19 - Models (2) Flashcards
Use of models
How are actuarial models used for decision-making in life insurance management?
Actuarial models support decision-making by projecting cashflows and profits to:
* Price products
* Assess profitability
* Evaluate solvency
* Analyze sensitivities
A full model office projects new and existing business to assess capital needs under adverse scenarios. Key Choice: Stochastic for guarantees, deterministic for simplicity.
Explain how a model determines premiums for a life insurance product.
Models set premiums by:
* Selecting Model Points
* Projecting Cashflows
* Discounting
* Setting Premiums
For an endowment, test ages 30-50, terms 10-20 years, interpolating other rates. Pitfall: Overly old data (e.g., 10 years) misses mix shifts.
Discuss the profit criteria used in pricing and how to choose between them.
Profit criteria evaluate a contract’s profit signature:
* NPV
* IRR
* Discounted Payback Period
A policy with NPV 10% of premiums and 5-year payback beats one with 8% and 7-year payback.
How does marketability influence pricing decisions?
Marketability ensures premiums are competitive, prompting:
* Design Adjustments
* Channel Changes
* Profit Revision
* Go/No-Go
A high-NPV product may fail if premiums exceed market norms, requiring redesign.
How are capital requirements assessed and managed in pricing?
Capital needs are assessed by:
* Scaling Cashflows
* Profitability Check
* Embedded Value Impact
* Management
A capital-intensive product might need shareholder funding if free assets are low.
Explain how return on capital is calculated for a new product.
Return on capital is assessed via:
* Total Capital
* Profit Comparison
£1M capital for £150K annual profit over 10 years gives ~15% return, guiding approval.

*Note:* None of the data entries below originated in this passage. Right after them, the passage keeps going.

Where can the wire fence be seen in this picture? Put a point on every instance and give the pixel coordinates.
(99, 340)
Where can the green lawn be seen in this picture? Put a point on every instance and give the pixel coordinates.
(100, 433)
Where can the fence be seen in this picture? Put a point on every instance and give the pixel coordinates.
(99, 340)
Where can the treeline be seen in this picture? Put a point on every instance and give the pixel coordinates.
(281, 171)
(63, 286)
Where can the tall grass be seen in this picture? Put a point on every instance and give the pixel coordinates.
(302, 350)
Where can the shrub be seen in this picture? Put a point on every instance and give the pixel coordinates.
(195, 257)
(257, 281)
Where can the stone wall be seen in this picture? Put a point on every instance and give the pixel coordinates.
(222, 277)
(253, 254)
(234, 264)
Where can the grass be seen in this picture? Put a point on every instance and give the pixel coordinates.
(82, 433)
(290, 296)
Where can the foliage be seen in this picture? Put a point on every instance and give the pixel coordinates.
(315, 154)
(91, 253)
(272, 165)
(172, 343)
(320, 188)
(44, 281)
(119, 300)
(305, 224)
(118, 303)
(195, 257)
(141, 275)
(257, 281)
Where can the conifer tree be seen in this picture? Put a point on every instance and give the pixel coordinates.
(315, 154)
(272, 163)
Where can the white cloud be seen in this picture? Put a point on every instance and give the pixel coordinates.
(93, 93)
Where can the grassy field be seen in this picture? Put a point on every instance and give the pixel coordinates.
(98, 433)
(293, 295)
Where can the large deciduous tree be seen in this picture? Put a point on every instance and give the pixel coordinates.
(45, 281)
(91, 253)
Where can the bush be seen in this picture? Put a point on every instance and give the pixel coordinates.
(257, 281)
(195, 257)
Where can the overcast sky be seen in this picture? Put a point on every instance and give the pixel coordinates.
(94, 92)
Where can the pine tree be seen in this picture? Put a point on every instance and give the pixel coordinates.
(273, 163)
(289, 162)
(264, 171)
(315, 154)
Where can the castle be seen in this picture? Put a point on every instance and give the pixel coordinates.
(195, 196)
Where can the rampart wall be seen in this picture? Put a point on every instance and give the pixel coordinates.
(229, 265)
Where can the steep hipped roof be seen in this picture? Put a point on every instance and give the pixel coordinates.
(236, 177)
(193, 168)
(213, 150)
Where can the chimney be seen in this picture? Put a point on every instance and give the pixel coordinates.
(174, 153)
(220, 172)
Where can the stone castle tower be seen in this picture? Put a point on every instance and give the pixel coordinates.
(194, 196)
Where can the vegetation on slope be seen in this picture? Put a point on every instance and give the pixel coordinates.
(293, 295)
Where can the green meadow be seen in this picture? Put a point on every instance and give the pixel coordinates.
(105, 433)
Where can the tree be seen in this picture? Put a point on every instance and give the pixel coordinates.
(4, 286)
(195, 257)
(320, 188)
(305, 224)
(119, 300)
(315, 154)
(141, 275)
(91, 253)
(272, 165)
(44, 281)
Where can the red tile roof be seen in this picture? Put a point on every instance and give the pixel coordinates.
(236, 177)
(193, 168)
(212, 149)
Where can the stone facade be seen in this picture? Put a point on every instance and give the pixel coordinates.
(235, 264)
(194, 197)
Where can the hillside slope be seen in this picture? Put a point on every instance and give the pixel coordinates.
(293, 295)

How is the profitability of existing business measured?
Profitability is measured as embedded value:
* Present value of future profits (PVFP)
* Method
* Breakdown
* Expectation
Negative PVFP for a product signals re-pricing need.
How is solvency measured in a life insurance company?
Solvency compares assets to liabilities:
* Supervisory Values
* Economic Values
Ensures funds cover existing and future obligations, needing capital beyond reserves.
Compare static and dynamic solvency testing and their uses.
Static: One-time check.
Dynamic: Projects balance sheets forward.
* Deterministic
* Stochastic
Dynamic shows solvency fails in year 7 under low returns, prompting action.
Why is capital needed, and how does the estate contribute?
Need: To withstand shocks, fund new business, enable flexible investments.
Estate: Free assets supporting strain initially, growing with profits.
Excess estate from old profits aids new launches.
How is sensitivity to model point choice addressed?
When Needed: For simplified sets.
Method: Test outputs with varied points.
If 10 vs. 100 points shift NPV by 20%, refine selection.
Explain sensitivity testing for parameters and its purpose.
Purpose: Assess mis-estimation impact, including correlations.
Scenario Testing: Adjust multiple parameters realistically.
A 1% return drop cuts profit 10%, needing buffers.
How can risk be managed beyond the risk discount rate?
Risk Margin: Built into discount rate.
Alternatives: Lower rate or variance analysis.
* Stochastic
* Deterministic
Sensitivity shows withdrawal risk, avoiding stochastic complexity.
Describe the key factors influencing the adequacy of an actuarial model for projecting cashflows to assess profitability.
An adequate model:
* Validity
* Rigor
* Documentation
* Model Points
* Parameters
* Complexity
* Verification
A model omitting guarantees fails validity, skewing profitability.